The Museum of Hoaxes has a compilation of what the curator believes to be the Top 100 April Fool's Day Hoaxes of All Time, which makes interesting reading.
Phylogenetics and evolutionary biology are not immune from these activities, of course. I have listed here a few of the jokes perpetrated in recent years on the internet, just in case nothing much happened today and you want to read about something appropriate anyway.
Tetrapod Zoology (April 1 2011)
Science meets the Mokele-Mbembe!
Molecular Phylogenetics and Evolution (April 1 2004)

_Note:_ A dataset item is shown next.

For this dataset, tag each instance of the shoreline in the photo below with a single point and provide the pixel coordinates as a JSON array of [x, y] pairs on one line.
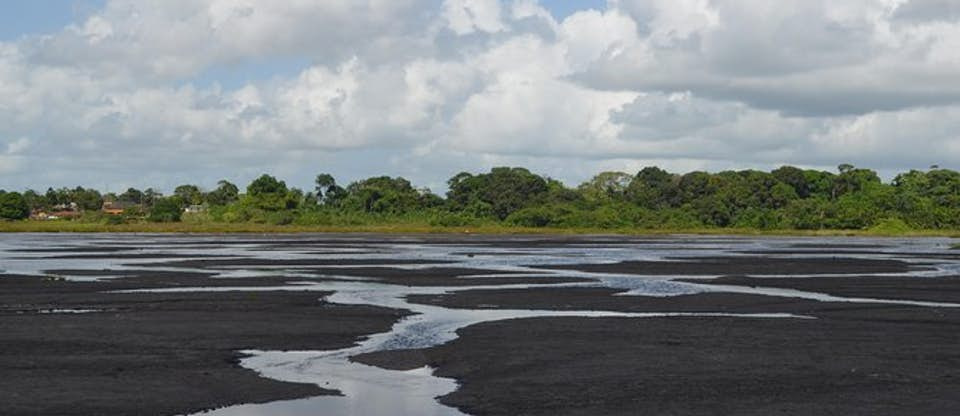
[[188, 228]]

Molecular phylogenetic analysis of mtDNA sequences from the Yeti
Raptormaniac (April 1 2013)
Hail Volantia
Tetrapod Zoology (April 1 2013)
Welcome to the Squamozoic!
Shit You Didn't Know About Biology (April 1 2012)
Dragons
The Tree of Life (April 1 2008)
Confessions of an April Fool, and the dope on brain doping
Evolving Thoughts (April 1 2009)
New work on lateral transfer shows that Darwin was wrong
The Genealogical World of Phylogenetic Networks (April 1 2013)
Empedocles, Lucretius and lateral gene transfer
Computational Footnote
There are plenty of computational jokes in the world, mostly involving unsuccessful mathematical proofs, but none of them seem to have much to do with phylogenetics. Is there a message here? For example, physicists, ever the pranksters, typically use the arXiv pre-print repository to post spurious papers on April 1, with some examples noted at MetaFilter for April 2012 (April Fools for physicists).